Le confinement génère d’autres pathologies

Deuxième motif de mécontentement chez les professionnels de santé : le choix de tout donner à la lutte contre la covid-19 en restreignant les autres besoins. Il y a là une grande menace pour les autres malades, et plus largement pour toute la population fragilisée dans son hygiène de vie, physique et mentale.
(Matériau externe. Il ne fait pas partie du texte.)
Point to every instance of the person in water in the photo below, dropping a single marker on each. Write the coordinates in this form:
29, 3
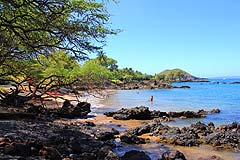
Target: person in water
151, 99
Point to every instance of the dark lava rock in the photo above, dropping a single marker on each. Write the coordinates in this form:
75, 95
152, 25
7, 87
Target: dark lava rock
70, 111
143, 113
213, 157
131, 139
187, 114
50, 153
135, 155
173, 155
235, 83
17, 149
139, 113
106, 135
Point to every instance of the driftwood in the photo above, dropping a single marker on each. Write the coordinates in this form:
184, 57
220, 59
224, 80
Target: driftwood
16, 116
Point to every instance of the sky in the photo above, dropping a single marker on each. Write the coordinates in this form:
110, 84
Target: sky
199, 36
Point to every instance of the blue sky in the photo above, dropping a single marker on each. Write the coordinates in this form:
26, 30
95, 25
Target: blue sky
199, 36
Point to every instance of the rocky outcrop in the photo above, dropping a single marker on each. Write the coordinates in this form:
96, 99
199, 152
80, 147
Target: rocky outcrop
135, 155
143, 113
139, 113
48, 140
173, 155
148, 84
131, 139
227, 136
70, 111
235, 83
Les cardiologues alertent sur les dangers de la sédentarité, les pédiatres voient les enfants rivés à des écrans qui dispensent une éducation au rabais (et plutôt une anti-éducation), les neurologues se désolent devant la perte d’autonomie des handicapés interdits de gymnastique, les gériatres s’horrifient devant les syndromes de glissement qui se multiplient dans les EHPAD, les psychiatres constatent l’explosion des addictions, de l’anxiété et de la dépression… Tous dénoncent le défaut de soins dont sont victimes les « autres » malades, ceux qui attendent des traitements non urgents, pour ne pas dire « non essentiels ». Non essentielle, la prothèse de hanche d’une personne souffrant d’arthrose au point qu’elle ne peut plus marcher ? Non essentielle, l’opération de la cataracte de celui qui ne peut plus lire ou conduire ? Non essentiel, le dépistage des cancers à un stade précoce par les coloscopies programmées ou les mammographies de routine ? Toutes ces activités sont mises en sommeil pour concentrer tous les moyens, matériels et humains, sur la covid. Au nom d’un refus grandiloquent du « tri » entre patients – tri qui est pourtant le fait même de la décision médicale : le bon soin au bon patient – on décrit les soignants comme avides d’une technique maximale déversée sur tous, sans réflexion sur le pronostic particulier ni le coût général.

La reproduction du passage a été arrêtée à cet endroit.